Responding to Mini's presentation, health department director-general Thami Mseleku said that health ministers from Zambia and the Democratic Republic of Congo had pleaded with him not to employ their doctors. "How can we tell the UK not to recruit our doctors if we do the same?" he asked.

South Africa's human-resource plan has set a target of employing just five percent of doctors from other countries. Currently, about 15 percent of doctors are foreign, compared to an average of about 25 percent in the developed world.

According to Prof Helen Schneider of the University of Witwatersrand's Centre for Health Policy, in Johannesburg, the government has tried to recruit only from countries such as Cuba and the Philippines, which have surplus doctors.

"My understanding of the department of health's official position has been that if one is going to recruit foreign health workers, you need to do it in an ethical way," she told IRIN/PlusNews.

Mini urged the government to start by, at least, recognising the qualifications of African doctors already in the country as refugees and asylum seekers. "Instead of making them car attendants, let's get them into hospitals to help our patients," he said.

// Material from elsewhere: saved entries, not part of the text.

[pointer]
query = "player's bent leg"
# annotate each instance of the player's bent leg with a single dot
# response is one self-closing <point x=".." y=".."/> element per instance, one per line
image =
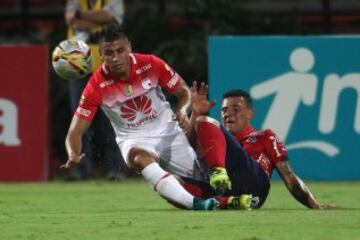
<point x="212" y="145"/>
<point x="165" y="183"/>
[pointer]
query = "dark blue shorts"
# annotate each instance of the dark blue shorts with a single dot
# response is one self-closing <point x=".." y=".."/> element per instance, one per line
<point x="245" y="174"/>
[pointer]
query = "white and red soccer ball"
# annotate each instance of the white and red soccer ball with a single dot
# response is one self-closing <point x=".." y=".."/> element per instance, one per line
<point x="72" y="59"/>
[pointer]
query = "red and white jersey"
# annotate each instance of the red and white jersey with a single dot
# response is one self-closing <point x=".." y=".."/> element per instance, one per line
<point x="264" y="147"/>
<point x="137" y="105"/>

He also asked why the bureaucratic requirements could not be cut down for doctors from developed countries who wanted the experience of working in a rural South African health facility.

South Africa also needs to increase the number of medical school graduates to keep up with demand, said Mini. Over the last decade, intake at the country's eight medical schools had remained the same, while the number who actually graduated had decreased.

Keeping those graduates in the country and in the public health sector should be the next priority. "If all of South Africa's graduates had remained in the country, we wouldn't have this crisis," said Mini.

The Centre for Health Policy recently reviewed a number of studies carried out in low- and middle-income countries to examine the effect of interventions to retain health workers.

The authors found that while money was important, salary increases were not usually enough to prevent health workers from migrating; feeling valued and recognised, and having opportunities for career development, were also of crucial importance.